Sd binding sites are required for target gene expression. (A) Activation of the SRF-A reporter by Vg and Sd was drastically reduced by mutating the footprinted A2 sequence to sequences no longer bound by Sd. Error bars represent 1 s.d. of relative β-gal activation. (B) The SRF-A fragment is sufficient to drive β-gal expression specifically in the developing wing pouch. (C) The activity of the SRF-A fragment is abolished when the Sd binding sites are mutated.

Figure 8

Vg and Sd control the wing-specific responses of target genes to signaling proteins. (A) Switching the specificity of a cis-response element.
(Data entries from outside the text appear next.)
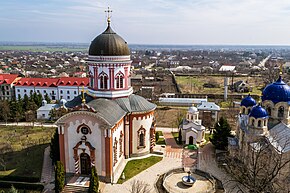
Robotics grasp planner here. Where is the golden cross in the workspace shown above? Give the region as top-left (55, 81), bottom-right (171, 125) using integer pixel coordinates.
top-left (279, 62), bottom-right (283, 76)
top-left (82, 86), bottom-right (86, 104)
top-left (105, 7), bottom-right (113, 23)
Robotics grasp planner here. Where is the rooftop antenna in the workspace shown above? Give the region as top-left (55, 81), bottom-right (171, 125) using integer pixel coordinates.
top-left (279, 62), bottom-right (283, 76)
top-left (105, 7), bottom-right (113, 25)
top-left (82, 86), bottom-right (86, 104)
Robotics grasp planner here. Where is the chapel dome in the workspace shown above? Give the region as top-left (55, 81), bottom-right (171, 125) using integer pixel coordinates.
top-left (249, 105), bottom-right (268, 119)
top-left (241, 95), bottom-right (257, 107)
top-left (262, 76), bottom-right (290, 103)
top-left (188, 106), bottom-right (198, 113)
top-left (89, 23), bottom-right (130, 56)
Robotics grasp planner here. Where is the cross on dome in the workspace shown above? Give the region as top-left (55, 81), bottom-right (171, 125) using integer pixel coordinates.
top-left (105, 7), bottom-right (113, 25)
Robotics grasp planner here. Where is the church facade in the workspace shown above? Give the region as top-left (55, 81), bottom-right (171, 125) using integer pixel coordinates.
top-left (56, 19), bottom-right (156, 182)
top-left (229, 76), bottom-right (290, 185)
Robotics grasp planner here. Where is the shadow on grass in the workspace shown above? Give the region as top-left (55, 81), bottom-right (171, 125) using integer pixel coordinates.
top-left (0, 144), bottom-right (49, 182)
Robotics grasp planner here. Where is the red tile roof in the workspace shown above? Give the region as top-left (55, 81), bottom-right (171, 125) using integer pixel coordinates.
top-left (0, 74), bottom-right (18, 84)
top-left (58, 77), bottom-right (89, 86)
top-left (16, 77), bottom-right (89, 87)
top-left (16, 78), bottom-right (58, 87)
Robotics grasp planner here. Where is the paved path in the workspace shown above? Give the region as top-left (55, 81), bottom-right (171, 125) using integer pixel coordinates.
top-left (200, 143), bottom-right (237, 192)
top-left (0, 122), bottom-right (57, 127)
top-left (103, 128), bottom-right (182, 193)
top-left (103, 157), bottom-right (182, 193)
top-left (40, 146), bottom-right (54, 193)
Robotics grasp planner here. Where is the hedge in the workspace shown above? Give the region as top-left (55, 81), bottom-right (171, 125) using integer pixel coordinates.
top-left (0, 181), bottom-right (44, 191)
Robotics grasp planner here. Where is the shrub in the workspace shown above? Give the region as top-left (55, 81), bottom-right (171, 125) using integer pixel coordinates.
top-left (89, 167), bottom-right (99, 193)
top-left (55, 161), bottom-right (65, 193)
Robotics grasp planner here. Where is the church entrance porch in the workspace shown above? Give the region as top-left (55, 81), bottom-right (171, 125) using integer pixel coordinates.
top-left (80, 153), bottom-right (91, 175)
top-left (188, 136), bottom-right (193, 145)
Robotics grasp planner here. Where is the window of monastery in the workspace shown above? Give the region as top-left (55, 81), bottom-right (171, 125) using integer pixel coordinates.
top-left (113, 137), bottom-right (118, 166)
top-left (81, 127), bottom-right (89, 135)
top-left (278, 106), bottom-right (284, 118)
top-left (119, 131), bottom-right (123, 157)
top-left (89, 71), bottom-right (94, 87)
top-left (266, 107), bottom-right (271, 116)
top-left (258, 120), bottom-right (262, 127)
top-left (115, 72), bottom-right (124, 88)
top-left (99, 72), bottom-right (108, 89)
top-left (138, 126), bottom-right (146, 148)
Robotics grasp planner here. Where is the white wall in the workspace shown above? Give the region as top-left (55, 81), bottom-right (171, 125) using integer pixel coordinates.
top-left (15, 86), bottom-right (87, 101)
top-left (65, 115), bottom-right (105, 173)
top-left (132, 115), bottom-right (153, 154)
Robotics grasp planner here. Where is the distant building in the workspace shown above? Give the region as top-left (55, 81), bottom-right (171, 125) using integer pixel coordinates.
top-left (219, 65), bottom-right (236, 72)
top-left (179, 106), bottom-right (205, 145)
top-left (0, 74), bottom-right (20, 100)
top-left (197, 102), bottom-right (220, 128)
top-left (15, 77), bottom-right (89, 101)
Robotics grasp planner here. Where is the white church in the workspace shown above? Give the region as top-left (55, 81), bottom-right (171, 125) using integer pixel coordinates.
top-left (179, 106), bottom-right (205, 145)
top-left (56, 18), bottom-right (156, 182)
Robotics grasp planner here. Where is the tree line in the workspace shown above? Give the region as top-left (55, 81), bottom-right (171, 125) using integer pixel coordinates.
top-left (0, 93), bottom-right (51, 122)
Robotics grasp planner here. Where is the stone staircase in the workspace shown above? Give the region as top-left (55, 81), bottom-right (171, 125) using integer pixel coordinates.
top-left (62, 185), bottom-right (89, 193)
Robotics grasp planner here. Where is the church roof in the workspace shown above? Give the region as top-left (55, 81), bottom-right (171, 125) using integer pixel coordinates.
top-left (89, 23), bottom-right (130, 56)
top-left (268, 122), bottom-right (290, 153)
top-left (241, 94), bottom-right (257, 107)
top-left (65, 94), bottom-right (156, 126)
top-left (115, 94), bottom-right (156, 113)
top-left (88, 98), bottom-right (127, 126)
top-left (262, 76), bottom-right (290, 103)
top-left (249, 105), bottom-right (268, 119)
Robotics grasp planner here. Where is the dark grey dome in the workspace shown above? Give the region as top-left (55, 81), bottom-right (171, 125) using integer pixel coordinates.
top-left (89, 24), bottom-right (130, 56)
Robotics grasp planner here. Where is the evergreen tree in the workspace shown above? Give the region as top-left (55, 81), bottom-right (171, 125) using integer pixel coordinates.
top-left (0, 100), bottom-right (10, 123)
top-left (210, 117), bottom-right (232, 150)
top-left (178, 128), bottom-right (182, 145)
top-left (155, 132), bottom-right (159, 142)
top-left (89, 167), bottom-right (99, 193)
top-left (50, 128), bottom-right (60, 164)
top-left (22, 94), bottom-right (29, 112)
top-left (54, 161), bottom-right (65, 193)
top-left (44, 93), bottom-right (51, 104)
top-left (8, 185), bottom-right (19, 193)
top-left (9, 99), bottom-right (17, 120)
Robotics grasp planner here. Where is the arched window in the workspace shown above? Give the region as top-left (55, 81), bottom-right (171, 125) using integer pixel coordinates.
top-left (137, 125), bottom-right (146, 149)
top-left (278, 106), bottom-right (284, 118)
top-left (99, 72), bottom-right (108, 89)
top-left (119, 131), bottom-right (123, 157)
top-left (139, 133), bottom-right (144, 146)
top-left (115, 72), bottom-right (124, 88)
top-left (113, 137), bottom-right (118, 166)
top-left (258, 120), bottom-right (262, 127)
top-left (89, 71), bottom-right (94, 88)
top-left (266, 107), bottom-right (271, 116)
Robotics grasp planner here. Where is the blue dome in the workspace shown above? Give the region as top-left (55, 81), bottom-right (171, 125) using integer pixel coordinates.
top-left (262, 76), bottom-right (290, 103)
top-left (241, 95), bottom-right (257, 107)
top-left (249, 105), bottom-right (268, 119)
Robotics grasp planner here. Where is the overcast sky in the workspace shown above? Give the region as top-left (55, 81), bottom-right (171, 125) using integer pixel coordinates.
top-left (0, 0), bottom-right (290, 45)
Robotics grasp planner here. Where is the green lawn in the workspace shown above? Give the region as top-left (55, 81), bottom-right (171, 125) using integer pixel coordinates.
top-left (175, 75), bottom-right (264, 95)
top-left (118, 156), bottom-right (162, 184)
top-left (0, 126), bottom-right (55, 179)
top-left (204, 133), bottom-right (212, 143)
top-left (171, 132), bottom-right (179, 144)
top-left (156, 131), bottom-right (166, 145)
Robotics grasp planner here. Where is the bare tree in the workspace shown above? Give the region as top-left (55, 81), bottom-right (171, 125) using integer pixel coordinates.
top-left (129, 180), bottom-right (151, 193)
top-left (226, 138), bottom-right (290, 193)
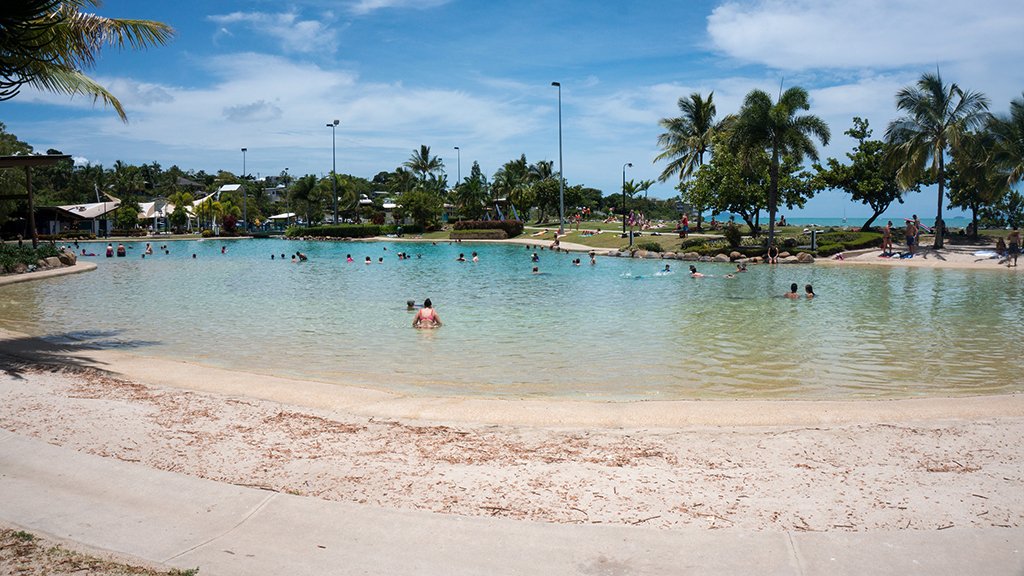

The vg boundary enhancer is activated through the N pathway by the Su(H) protein along the D/V boundary of the wing disc (left; Kim et al. 1996). Replacing the Su(H) site with two binding sites for the Ci protein changes the response of the enhancer from the N to the Hh pathway and the lacZ reporter gene is now expressed along the anterior side of the A/P boundary in the wing (middle), but not in the leg (right). (B) The selector and signal model for combinatorial control of gene expression in the wing field. Schematics of wing imaginal discs showing the expression patterns of the Dpp, Ser, and Hh signaling proteins (blue). Target gene responses (orange) are restricted to the circular wing field (outlined in black) by the Vg/Sd selector function, which acts together with the DNA-binding transducers of respective signaling pathways on cis-regulatory elements.